Survival beyond the edges
The shortage of aerial health support units brings up the difficult and sensitive question of what to do about the ‘uncontacted’ peoples beyond the edges of the health system. For the uncontacted living beyond the edges, it is their ‘emergence’ from uncontactedness that could be the real emergency, making the present emergency one that they are unlikely to survive. FUNAI, Brazil’s indigenous affairs agency, has a longstanding policy against contact with isolated groups as a basic measure to ensure their survival.

The pandemic may be opening the way for a ‘missionary aviation’ contact plan by evangelical Christian agencies in contravention of the ‘no contact’ policy. Transmission of new diseases to isolated peoples in the remote Western Amazon risks entirely wiping them out under the guise of ‘helping’ them. Under the cover of COVID-19, the government is relaxing the no-contact restrictions while having little consideration for the consequences.
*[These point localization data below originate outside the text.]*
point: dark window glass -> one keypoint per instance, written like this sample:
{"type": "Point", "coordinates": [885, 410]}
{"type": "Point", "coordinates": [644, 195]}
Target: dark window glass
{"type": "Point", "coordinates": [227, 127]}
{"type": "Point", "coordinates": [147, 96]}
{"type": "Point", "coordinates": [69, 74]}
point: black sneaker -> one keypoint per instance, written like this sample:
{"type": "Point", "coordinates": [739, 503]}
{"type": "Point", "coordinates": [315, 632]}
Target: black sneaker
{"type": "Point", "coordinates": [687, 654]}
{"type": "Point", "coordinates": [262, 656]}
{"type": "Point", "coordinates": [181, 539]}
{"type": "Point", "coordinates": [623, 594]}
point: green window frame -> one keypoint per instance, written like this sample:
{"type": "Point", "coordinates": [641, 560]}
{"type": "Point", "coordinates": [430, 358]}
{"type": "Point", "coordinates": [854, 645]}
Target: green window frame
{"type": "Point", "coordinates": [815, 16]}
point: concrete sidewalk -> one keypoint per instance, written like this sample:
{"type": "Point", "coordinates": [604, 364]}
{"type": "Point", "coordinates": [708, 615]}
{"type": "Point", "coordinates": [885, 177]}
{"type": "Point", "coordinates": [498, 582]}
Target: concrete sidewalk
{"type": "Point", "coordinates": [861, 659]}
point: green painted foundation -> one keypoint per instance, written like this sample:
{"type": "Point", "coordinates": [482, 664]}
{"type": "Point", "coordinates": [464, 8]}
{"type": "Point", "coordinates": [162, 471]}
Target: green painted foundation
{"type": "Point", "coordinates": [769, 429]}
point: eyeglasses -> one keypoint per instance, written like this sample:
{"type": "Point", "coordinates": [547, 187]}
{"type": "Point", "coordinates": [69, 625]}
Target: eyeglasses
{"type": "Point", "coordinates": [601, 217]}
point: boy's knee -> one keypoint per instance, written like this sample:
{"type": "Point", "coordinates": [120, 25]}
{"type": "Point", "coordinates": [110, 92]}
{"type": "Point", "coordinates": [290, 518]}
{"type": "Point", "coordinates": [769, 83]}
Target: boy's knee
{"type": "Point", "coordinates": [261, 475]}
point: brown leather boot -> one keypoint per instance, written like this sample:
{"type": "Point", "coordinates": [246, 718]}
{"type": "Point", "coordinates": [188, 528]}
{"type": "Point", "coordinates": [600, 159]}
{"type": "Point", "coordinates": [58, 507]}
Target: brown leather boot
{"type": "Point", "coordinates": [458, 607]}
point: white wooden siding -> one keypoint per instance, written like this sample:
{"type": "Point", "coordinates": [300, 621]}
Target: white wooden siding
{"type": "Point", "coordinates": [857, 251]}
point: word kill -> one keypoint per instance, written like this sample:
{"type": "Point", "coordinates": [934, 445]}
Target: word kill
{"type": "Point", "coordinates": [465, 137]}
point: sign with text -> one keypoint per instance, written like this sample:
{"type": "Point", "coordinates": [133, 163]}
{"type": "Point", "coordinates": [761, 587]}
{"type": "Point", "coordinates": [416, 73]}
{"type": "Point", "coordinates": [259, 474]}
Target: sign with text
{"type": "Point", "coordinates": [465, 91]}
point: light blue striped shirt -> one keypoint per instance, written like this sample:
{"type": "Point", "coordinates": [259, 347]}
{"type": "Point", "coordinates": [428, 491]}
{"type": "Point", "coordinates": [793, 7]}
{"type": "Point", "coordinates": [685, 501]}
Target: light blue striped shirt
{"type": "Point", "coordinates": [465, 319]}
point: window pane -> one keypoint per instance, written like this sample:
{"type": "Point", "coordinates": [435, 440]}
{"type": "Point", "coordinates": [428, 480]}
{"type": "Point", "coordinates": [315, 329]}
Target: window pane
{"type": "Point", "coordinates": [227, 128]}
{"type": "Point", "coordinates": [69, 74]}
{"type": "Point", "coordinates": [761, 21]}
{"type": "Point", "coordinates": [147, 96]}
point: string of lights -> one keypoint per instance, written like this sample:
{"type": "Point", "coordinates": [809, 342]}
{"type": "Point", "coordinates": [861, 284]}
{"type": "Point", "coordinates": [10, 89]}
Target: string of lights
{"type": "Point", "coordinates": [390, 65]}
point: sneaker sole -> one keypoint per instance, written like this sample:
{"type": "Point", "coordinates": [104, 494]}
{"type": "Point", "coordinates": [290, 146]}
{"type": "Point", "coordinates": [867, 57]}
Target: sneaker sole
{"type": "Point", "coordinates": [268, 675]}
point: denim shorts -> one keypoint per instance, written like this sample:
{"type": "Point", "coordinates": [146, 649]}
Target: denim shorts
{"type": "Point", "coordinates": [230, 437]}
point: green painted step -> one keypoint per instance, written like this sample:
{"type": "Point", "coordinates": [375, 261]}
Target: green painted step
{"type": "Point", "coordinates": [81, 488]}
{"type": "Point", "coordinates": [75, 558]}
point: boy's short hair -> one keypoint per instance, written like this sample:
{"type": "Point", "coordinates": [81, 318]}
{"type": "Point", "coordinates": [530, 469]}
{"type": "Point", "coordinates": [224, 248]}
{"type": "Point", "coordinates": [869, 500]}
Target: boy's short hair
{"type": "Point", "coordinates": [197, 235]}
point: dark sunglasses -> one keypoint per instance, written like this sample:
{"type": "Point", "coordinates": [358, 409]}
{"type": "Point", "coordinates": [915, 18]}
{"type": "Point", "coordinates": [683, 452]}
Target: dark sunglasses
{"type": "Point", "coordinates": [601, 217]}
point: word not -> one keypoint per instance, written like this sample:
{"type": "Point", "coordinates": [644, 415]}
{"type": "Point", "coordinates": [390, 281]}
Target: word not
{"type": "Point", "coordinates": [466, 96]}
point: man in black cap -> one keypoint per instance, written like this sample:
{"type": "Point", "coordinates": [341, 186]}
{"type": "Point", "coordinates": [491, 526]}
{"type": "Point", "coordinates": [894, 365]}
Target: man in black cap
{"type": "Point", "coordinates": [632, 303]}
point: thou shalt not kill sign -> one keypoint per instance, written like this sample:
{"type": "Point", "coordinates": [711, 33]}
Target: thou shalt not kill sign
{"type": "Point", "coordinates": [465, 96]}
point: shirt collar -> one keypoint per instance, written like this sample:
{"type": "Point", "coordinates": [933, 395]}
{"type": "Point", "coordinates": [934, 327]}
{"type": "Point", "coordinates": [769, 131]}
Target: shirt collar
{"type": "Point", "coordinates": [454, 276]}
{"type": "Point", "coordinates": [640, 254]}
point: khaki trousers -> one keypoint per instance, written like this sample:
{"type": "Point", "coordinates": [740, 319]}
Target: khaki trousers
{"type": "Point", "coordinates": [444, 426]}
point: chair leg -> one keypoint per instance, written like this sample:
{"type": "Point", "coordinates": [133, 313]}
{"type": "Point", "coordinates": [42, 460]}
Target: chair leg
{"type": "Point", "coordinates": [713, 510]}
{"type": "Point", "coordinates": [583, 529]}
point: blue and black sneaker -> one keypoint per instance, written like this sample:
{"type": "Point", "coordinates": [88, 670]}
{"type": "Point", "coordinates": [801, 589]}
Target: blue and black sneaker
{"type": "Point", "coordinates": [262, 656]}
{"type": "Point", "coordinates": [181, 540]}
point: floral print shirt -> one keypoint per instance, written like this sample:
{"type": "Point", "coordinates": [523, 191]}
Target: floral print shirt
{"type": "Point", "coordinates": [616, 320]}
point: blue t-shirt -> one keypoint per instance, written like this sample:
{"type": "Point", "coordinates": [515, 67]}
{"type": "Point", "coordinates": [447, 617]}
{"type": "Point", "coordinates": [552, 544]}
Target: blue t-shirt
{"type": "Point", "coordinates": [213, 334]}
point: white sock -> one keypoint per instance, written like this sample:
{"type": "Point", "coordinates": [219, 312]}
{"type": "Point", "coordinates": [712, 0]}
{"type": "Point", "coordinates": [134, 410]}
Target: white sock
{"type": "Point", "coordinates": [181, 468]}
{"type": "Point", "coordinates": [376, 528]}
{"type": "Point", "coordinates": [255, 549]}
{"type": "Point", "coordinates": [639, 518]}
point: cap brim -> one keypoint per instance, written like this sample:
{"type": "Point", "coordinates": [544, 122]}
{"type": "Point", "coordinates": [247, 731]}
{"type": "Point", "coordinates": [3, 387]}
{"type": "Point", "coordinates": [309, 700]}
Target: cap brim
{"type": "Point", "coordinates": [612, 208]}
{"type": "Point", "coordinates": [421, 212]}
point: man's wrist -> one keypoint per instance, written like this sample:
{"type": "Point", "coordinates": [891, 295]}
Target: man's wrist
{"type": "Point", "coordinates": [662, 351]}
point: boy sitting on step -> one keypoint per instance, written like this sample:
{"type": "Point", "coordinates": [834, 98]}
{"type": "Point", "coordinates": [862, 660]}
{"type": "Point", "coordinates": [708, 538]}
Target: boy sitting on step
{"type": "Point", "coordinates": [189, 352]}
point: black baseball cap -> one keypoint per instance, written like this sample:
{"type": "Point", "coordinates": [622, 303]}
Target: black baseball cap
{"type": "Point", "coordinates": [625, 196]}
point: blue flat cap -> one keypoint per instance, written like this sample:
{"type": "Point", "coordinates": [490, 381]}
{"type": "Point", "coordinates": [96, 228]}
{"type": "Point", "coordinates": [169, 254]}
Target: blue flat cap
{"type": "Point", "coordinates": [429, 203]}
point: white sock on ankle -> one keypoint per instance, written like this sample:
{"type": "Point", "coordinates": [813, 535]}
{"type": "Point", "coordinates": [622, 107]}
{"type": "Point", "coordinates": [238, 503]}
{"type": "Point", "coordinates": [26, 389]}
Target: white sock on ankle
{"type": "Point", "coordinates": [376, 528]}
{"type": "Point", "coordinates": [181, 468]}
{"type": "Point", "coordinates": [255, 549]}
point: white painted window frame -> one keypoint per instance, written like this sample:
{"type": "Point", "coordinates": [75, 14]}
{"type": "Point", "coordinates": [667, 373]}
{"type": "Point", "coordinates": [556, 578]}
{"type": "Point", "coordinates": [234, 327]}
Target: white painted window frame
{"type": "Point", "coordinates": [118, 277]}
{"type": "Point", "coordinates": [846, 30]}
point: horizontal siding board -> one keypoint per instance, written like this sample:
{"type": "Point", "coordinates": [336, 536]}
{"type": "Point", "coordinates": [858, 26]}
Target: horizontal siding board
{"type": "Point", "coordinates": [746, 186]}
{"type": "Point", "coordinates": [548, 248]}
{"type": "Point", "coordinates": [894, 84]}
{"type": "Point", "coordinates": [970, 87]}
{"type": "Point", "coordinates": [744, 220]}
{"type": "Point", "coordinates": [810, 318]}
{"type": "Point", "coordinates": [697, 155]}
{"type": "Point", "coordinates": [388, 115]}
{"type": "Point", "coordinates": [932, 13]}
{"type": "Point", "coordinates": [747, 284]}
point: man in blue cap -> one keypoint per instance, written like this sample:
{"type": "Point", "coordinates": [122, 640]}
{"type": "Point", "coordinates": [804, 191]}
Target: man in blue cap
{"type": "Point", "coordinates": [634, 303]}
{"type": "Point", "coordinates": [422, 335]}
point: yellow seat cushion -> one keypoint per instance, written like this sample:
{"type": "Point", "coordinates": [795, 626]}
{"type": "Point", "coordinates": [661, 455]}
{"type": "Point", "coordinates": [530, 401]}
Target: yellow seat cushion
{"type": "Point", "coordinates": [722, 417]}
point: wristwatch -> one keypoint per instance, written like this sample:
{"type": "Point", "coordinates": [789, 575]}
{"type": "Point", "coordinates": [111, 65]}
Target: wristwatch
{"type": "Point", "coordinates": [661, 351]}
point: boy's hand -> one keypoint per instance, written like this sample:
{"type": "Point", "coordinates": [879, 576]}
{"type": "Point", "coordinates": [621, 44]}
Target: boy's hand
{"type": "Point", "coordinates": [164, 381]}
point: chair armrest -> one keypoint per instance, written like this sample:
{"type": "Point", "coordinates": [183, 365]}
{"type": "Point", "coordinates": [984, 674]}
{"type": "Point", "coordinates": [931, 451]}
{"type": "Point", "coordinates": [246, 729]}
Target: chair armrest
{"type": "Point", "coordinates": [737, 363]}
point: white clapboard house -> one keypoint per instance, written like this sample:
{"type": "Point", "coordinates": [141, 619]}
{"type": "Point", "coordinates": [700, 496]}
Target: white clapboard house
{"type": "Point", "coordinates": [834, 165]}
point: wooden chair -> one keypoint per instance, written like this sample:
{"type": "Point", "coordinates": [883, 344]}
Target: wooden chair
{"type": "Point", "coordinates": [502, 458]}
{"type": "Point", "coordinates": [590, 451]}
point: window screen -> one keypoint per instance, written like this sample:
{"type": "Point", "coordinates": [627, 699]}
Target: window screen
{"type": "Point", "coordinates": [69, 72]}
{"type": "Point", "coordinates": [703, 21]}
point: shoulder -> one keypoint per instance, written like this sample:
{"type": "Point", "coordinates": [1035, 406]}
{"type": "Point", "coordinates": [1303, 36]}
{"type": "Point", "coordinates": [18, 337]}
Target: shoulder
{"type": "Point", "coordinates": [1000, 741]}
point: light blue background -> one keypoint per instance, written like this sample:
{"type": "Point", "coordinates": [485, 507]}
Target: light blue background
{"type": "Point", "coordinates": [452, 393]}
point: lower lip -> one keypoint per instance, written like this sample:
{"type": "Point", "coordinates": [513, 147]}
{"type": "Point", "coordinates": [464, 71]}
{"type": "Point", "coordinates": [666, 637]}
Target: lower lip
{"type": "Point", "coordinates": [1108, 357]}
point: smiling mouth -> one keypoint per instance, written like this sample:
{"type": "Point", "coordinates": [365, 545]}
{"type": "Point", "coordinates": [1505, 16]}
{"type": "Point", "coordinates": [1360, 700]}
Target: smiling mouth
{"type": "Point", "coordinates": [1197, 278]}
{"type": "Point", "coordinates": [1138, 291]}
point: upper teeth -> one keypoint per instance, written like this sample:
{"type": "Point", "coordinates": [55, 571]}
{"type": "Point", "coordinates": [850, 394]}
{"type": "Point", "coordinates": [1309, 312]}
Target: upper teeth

The edges of the pandemic are a complicated place where healthcare professionals, care workers, local government and communities are trying to pursue various forms of survival activism. The spaces for choices and action are tense and limited, and the immediate aim is just to keep going, as a matter of survival for individual persons and whole communities. People are faced with their own bodily limits – of getting sick, being hungry, experiencing terror and burnout. At the edges of the pandemic, in the shaded lower reaches of the care and geographical gradient, where incomes are low and vulnerability is salient, nobody is safe and there is somehow the feeling that love, important though it is, cannot save you.

 

Mayara Floss is a Family Medicine Resident in a Primary Health Care Unit of SUS in Brazil, she is also involved in the access and care of rural people and Planetary Health. Su-ming Khoo is a lecturer in the School of Political Science and Sociology at the National University of Ireland, Galway. Mayara and Su-ming are working together on a project on ‘survival activism’.